Well, to make a short story even shorter, I found it without any trouble – and you were kind of hoping I was going to say that I got horribly lost! Huh?
While in that area I decided, mainly because of the map covering that part of the Cape Peninsula, to go up Ou Kaapse weg, past Kommetjie and on to Cape Point and then return via Simonstown, Vishoek and so on – so off I went up ou Kaapse. It was a nice ride even though I was not appropriately dressed – the sun was beginning to toast me.
By the time I got to Camel Rock I was warm indeed so I stopped for a wee bit, just to kick around some wet stones. Then proceeded further, past the tourist magnet where they sell rocks and tree stumps shaped like people and stopped again at the sign saying M4 Simonstown straight and Cape point turn right.

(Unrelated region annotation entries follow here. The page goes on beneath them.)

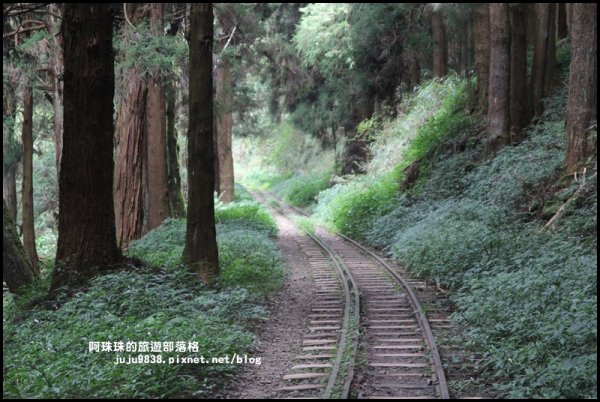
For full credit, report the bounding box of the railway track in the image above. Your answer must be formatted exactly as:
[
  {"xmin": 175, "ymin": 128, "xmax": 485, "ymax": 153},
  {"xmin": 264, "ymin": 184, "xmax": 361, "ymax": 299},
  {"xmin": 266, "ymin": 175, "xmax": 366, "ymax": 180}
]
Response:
[{"xmin": 254, "ymin": 193, "xmax": 449, "ymax": 399}]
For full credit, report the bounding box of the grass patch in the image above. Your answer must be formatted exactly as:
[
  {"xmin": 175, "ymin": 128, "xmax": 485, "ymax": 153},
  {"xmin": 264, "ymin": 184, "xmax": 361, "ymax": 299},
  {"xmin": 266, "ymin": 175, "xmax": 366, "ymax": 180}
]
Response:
[
  {"xmin": 3, "ymin": 201, "xmax": 284, "ymax": 398},
  {"xmin": 272, "ymin": 174, "xmax": 329, "ymax": 207}
]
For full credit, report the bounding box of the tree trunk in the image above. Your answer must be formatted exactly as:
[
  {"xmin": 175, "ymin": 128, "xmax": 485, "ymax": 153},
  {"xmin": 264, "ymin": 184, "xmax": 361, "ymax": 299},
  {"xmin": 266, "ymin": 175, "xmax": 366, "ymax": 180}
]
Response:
[
  {"xmin": 51, "ymin": 3, "xmax": 122, "ymax": 290},
  {"xmin": 544, "ymin": 3, "xmax": 556, "ymax": 97},
  {"xmin": 2, "ymin": 201, "xmax": 37, "ymax": 293},
  {"xmin": 403, "ymin": 49, "xmax": 421, "ymax": 92},
  {"xmin": 216, "ymin": 58, "xmax": 235, "ymax": 203},
  {"xmin": 48, "ymin": 4, "xmax": 64, "ymax": 180},
  {"xmin": 510, "ymin": 3, "xmax": 529, "ymax": 144},
  {"xmin": 165, "ymin": 81, "xmax": 185, "ymax": 218},
  {"xmin": 165, "ymin": 20, "xmax": 185, "ymax": 218},
  {"xmin": 2, "ymin": 60, "xmax": 21, "ymax": 221},
  {"xmin": 486, "ymin": 3, "xmax": 510, "ymax": 155},
  {"xmin": 474, "ymin": 3, "xmax": 490, "ymax": 111},
  {"xmin": 556, "ymin": 3, "xmax": 569, "ymax": 39},
  {"xmin": 113, "ymin": 3, "xmax": 147, "ymax": 249},
  {"xmin": 431, "ymin": 11, "xmax": 448, "ymax": 77},
  {"xmin": 183, "ymin": 3, "xmax": 219, "ymax": 283},
  {"xmin": 2, "ymin": 162, "xmax": 17, "ymax": 221},
  {"xmin": 146, "ymin": 3, "xmax": 170, "ymax": 230},
  {"xmin": 531, "ymin": 3, "xmax": 550, "ymax": 116},
  {"xmin": 114, "ymin": 69, "xmax": 146, "ymax": 249},
  {"xmin": 566, "ymin": 3, "xmax": 598, "ymax": 173},
  {"xmin": 21, "ymin": 85, "xmax": 39, "ymax": 272},
  {"xmin": 565, "ymin": 3, "xmax": 573, "ymax": 35}
]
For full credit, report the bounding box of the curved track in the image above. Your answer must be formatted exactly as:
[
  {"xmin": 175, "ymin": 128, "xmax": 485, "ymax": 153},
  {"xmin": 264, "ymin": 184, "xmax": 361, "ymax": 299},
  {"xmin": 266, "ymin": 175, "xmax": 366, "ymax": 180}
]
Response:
[{"xmin": 255, "ymin": 193, "xmax": 449, "ymax": 399}]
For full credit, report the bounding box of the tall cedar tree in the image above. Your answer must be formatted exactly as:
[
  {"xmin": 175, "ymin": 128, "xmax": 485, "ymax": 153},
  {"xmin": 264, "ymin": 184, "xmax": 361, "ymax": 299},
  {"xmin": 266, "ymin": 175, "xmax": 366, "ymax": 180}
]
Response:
[
  {"xmin": 2, "ymin": 200, "xmax": 38, "ymax": 292},
  {"xmin": 21, "ymin": 85, "xmax": 39, "ymax": 272},
  {"xmin": 566, "ymin": 3, "xmax": 598, "ymax": 173},
  {"xmin": 2, "ymin": 29, "xmax": 20, "ymax": 221},
  {"xmin": 146, "ymin": 3, "xmax": 171, "ymax": 230},
  {"xmin": 486, "ymin": 3, "xmax": 510, "ymax": 155},
  {"xmin": 51, "ymin": 3, "xmax": 122, "ymax": 290},
  {"xmin": 183, "ymin": 3, "xmax": 219, "ymax": 283},
  {"xmin": 473, "ymin": 3, "xmax": 490, "ymax": 111},
  {"xmin": 431, "ymin": 10, "xmax": 448, "ymax": 77},
  {"xmin": 510, "ymin": 3, "xmax": 529, "ymax": 143},
  {"xmin": 164, "ymin": 14, "xmax": 185, "ymax": 218},
  {"xmin": 114, "ymin": 3, "xmax": 171, "ymax": 248},
  {"xmin": 113, "ymin": 3, "xmax": 147, "ymax": 248},
  {"xmin": 215, "ymin": 7, "xmax": 235, "ymax": 202},
  {"xmin": 530, "ymin": 3, "xmax": 550, "ymax": 116}
]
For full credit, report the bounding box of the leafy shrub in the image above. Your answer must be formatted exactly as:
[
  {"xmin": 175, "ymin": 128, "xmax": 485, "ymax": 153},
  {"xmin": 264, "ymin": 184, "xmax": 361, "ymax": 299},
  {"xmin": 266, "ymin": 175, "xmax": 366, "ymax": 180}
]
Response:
[
  {"xmin": 273, "ymin": 174, "xmax": 329, "ymax": 207},
  {"xmin": 215, "ymin": 201, "xmax": 277, "ymax": 236},
  {"xmin": 315, "ymin": 175, "xmax": 398, "ymax": 239},
  {"xmin": 3, "ymin": 270, "xmax": 263, "ymax": 398},
  {"xmin": 366, "ymin": 86, "xmax": 597, "ymax": 398},
  {"xmin": 392, "ymin": 199, "xmax": 512, "ymax": 287},
  {"xmin": 217, "ymin": 229, "xmax": 285, "ymax": 295},
  {"xmin": 127, "ymin": 218, "xmax": 185, "ymax": 268},
  {"xmin": 3, "ymin": 196, "xmax": 284, "ymax": 398},
  {"xmin": 455, "ymin": 234, "xmax": 597, "ymax": 398},
  {"xmin": 235, "ymin": 183, "xmax": 253, "ymax": 202}
]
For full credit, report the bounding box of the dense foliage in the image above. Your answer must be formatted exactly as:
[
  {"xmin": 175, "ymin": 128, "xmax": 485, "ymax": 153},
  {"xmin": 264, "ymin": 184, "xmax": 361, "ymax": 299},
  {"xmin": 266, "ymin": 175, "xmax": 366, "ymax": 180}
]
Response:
[
  {"xmin": 317, "ymin": 82, "xmax": 597, "ymax": 398},
  {"xmin": 3, "ymin": 201, "xmax": 284, "ymax": 398}
]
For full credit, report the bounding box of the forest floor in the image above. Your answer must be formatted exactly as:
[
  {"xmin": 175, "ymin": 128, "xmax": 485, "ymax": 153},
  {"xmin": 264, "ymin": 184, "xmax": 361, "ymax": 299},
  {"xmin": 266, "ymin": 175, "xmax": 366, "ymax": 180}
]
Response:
[{"xmin": 220, "ymin": 210, "xmax": 315, "ymax": 399}]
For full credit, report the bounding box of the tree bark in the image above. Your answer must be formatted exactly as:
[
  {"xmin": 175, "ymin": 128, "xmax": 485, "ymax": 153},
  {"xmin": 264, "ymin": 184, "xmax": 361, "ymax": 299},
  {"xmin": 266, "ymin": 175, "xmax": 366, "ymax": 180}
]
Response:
[
  {"xmin": 165, "ymin": 17, "xmax": 185, "ymax": 218},
  {"xmin": 474, "ymin": 3, "xmax": 490, "ymax": 111},
  {"xmin": 21, "ymin": 85, "xmax": 39, "ymax": 272},
  {"xmin": 146, "ymin": 3, "xmax": 170, "ymax": 230},
  {"xmin": 2, "ymin": 201, "xmax": 37, "ymax": 293},
  {"xmin": 544, "ymin": 3, "xmax": 556, "ymax": 97},
  {"xmin": 113, "ymin": 3, "xmax": 147, "ymax": 249},
  {"xmin": 165, "ymin": 82, "xmax": 185, "ymax": 218},
  {"xmin": 183, "ymin": 3, "xmax": 219, "ymax": 283},
  {"xmin": 51, "ymin": 3, "xmax": 122, "ymax": 291},
  {"xmin": 566, "ymin": 3, "xmax": 598, "ymax": 173},
  {"xmin": 531, "ymin": 3, "xmax": 550, "ymax": 116},
  {"xmin": 565, "ymin": 3, "xmax": 573, "ymax": 35},
  {"xmin": 2, "ymin": 59, "xmax": 22, "ymax": 221},
  {"xmin": 510, "ymin": 3, "xmax": 529, "ymax": 144},
  {"xmin": 556, "ymin": 3, "xmax": 569, "ymax": 39},
  {"xmin": 216, "ymin": 58, "xmax": 235, "ymax": 203},
  {"xmin": 486, "ymin": 3, "xmax": 510, "ymax": 155},
  {"xmin": 402, "ymin": 49, "xmax": 421, "ymax": 91},
  {"xmin": 48, "ymin": 4, "xmax": 64, "ymax": 180},
  {"xmin": 431, "ymin": 11, "xmax": 448, "ymax": 77},
  {"xmin": 114, "ymin": 69, "xmax": 146, "ymax": 249}
]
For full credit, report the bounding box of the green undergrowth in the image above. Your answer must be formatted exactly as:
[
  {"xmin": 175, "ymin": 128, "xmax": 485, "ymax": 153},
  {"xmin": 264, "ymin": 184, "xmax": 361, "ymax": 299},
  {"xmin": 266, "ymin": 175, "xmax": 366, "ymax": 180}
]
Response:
[
  {"xmin": 234, "ymin": 119, "xmax": 343, "ymax": 207},
  {"xmin": 350, "ymin": 85, "xmax": 597, "ymax": 398},
  {"xmin": 3, "ymin": 201, "xmax": 284, "ymax": 398},
  {"xmin": 315, "ymin": 77, "xmax": 475, "ymax": 240},
  {"xmin": 271, "ymin": 173, "xmax": 329, "ymax": 207}
]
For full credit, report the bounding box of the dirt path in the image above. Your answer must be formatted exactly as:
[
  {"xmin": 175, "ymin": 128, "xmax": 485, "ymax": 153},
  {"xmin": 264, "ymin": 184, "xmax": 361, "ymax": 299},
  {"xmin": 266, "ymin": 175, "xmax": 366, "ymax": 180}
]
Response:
[{"xmin": 223, "ymin": 215, "xmax": 315, "ymax": 399}]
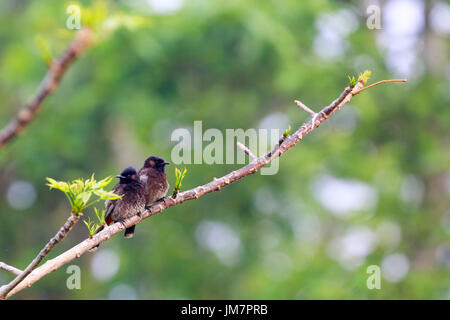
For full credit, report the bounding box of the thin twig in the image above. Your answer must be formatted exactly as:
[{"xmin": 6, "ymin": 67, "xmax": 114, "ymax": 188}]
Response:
[
  {"xmin": 295, "ymin": 100, "xmax": 316, "ymax": 116},
  {"xmin": 0, "ymin": 28, "xmax": 91, "ymax": 149},
  {"xmin": 0, "ymin": 82, "xmax": 408, "ymax": 298},
  {"xmin": 0, "ymin": 261, "xmax": 22, "ymax": 275},
  {"xmin": 0, "ymin": 213, "xmax": 82, "ymax": 299},
  {"xmin": 237, "ymin": 141, "xmax": 256, "ymax": 161},
  {"xmin": 353, "ymin": 79, "xmax": 408, "ymax": 96}
]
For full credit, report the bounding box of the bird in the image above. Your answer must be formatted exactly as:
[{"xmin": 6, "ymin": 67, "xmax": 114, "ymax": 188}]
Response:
[
  {"xmin": 138, "ymin": 156, "xmax": 170, "ymax": 208},
  {"xmin": 91, "ymin": 167, "xmax": 147, "ymax": 251}
]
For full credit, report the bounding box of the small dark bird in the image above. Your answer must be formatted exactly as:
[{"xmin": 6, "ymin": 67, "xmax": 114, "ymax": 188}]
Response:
[
  {"xmin": 138, "ymin": 156, "xmax": 170, "ymax": 206},
  {"xmin": 91, "ymin": 167, "xmax": 146, "ymax": 251}
]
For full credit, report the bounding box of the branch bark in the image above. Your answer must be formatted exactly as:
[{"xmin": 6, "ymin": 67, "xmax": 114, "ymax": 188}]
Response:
[
  {"xmin": 0, "ymin": 28, "xmax": 92, "ymax": 149},
  {"xmin": 0, "ymin": 78, "xmax": 408, "ymax": 298}
]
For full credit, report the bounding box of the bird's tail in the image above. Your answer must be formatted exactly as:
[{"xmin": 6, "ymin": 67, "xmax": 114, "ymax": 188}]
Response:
[{"xmin": 124, "ymin": 225, "xmax": 136, "ymax": 239}]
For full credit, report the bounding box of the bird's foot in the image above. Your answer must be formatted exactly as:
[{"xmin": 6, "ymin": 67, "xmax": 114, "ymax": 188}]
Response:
[{"xmin": 156, "ymin": 197, "xmax": 167, "ymax": 206}]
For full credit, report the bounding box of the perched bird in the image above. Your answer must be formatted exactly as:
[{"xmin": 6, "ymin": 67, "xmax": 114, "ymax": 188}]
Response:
[
  {"xmin": 91, "ymin": 167, "xmax": 146, "ymax": 251},
  {"xmin": 138, "ymin": 156, "xmax": 170, "ymax": 206}
]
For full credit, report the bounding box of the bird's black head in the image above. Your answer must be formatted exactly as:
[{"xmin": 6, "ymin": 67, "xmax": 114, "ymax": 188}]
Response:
[
  {"xmin": 116, "ymin": 167, "xmax": 139, "ymax": 183},
  {"xmin": 144, "ymin": 156, "xmax": 170, "ymax": 172}
]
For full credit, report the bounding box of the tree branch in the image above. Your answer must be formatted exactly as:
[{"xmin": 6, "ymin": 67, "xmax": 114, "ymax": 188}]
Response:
[
  {"xmin": 0, "ymin": 82, "xmax": 406, "ymax": 298},
  {"xmin": 0, "ymin": 213, "xmax": 82, "ymax": 299},
  {"xmin": 0, "ymin": 28, "xmax": 91, "ymax": 149},
  {"xmin": 0, "ymin": 261, "xmax": 22, "ymax": 275},
  {"xmin": 353, "ymin": 79, "xmax": 408, "ymax": 96}
]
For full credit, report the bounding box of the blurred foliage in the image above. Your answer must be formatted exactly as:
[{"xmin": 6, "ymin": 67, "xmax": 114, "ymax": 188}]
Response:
[{"xmin": 0, "ymin": 0, "xmax": 450, "ymax": 299}]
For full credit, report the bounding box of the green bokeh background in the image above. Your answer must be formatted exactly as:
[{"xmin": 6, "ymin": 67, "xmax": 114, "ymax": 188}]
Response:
[{"xmin": 0, "ymin": 0, "xmax": 450, "ymax": 299}]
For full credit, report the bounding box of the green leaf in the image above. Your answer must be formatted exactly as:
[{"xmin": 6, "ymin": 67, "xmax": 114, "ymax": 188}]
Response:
[{"xmin": 358, "ymin": 70, "xmax": 372, "ymax": 85}]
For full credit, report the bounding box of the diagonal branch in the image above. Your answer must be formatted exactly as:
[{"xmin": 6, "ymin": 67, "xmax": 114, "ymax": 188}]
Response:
[
  {"xmin": 0, "ymin": 261, "xmax": 22, "ymax": 275},
  {"xmin": 0, "ymin": 28, "xmax": 92, "ymax": 149},
  {"xmin": 0, "ymin": 82, "xmax": 406, "ymax": 298},
  {"xmin": 0, "ymin": 213, "xmax": 82, "ymax": 299}
]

I was not going to Cape Point itself – leave that for the touristy types and the Chagma Baboons. There are apparently two tribes of these baboons one of which was threatened by starvation a while back because there were very few tourists to feed them! They apparently had developed a taste for fast foods! So I went on round to Smitswinkel bay and stopped again around Partridge point for some more photos of scenic beauty. Then on to Castle rocks, Rumbly Bay, Miller’s Point and Stony Beach before entering Simonstown where I had spent two years of my life as an able seaman and a diver. I stopped at the building that used to be the Post Office, which now among other things houses the post office and other touristy shops n things. There I took a walk along the pier and peered at the Simonsberg New Entry Training School. Took me a few months to realize that when they spoke of NETS what they were referring to Duh!
At the pier they have boats – none of which seemed to be in use at that time –and one can hire sea kayaks – not that I could see any at that time. I looked at the Salty Sea Dog restaurant which not too long ago had been a privately run diving school run by Chief Pottie and a certain Harry of the Dilley persuasion. Previously the building had been a public toilet if memory serves me. The school had use of the MV Zest. I remember looking at it when years earlier I was at the Navy Diving School and loving the sound of it’s engines when occasionally it was started. There was no sign of the Zest now – wonder what became of it.
I watched a family of Egyptian geese with little ones paddling in the calm water. From there I went past Glen cairn to Fish Hoek and Kalk bay and then up over Boyes Drive. Here above Muizenberg, with geese on my mind I stopped for a gander at the splendor of False Bay with its long white beach to Strandfontein and beyond.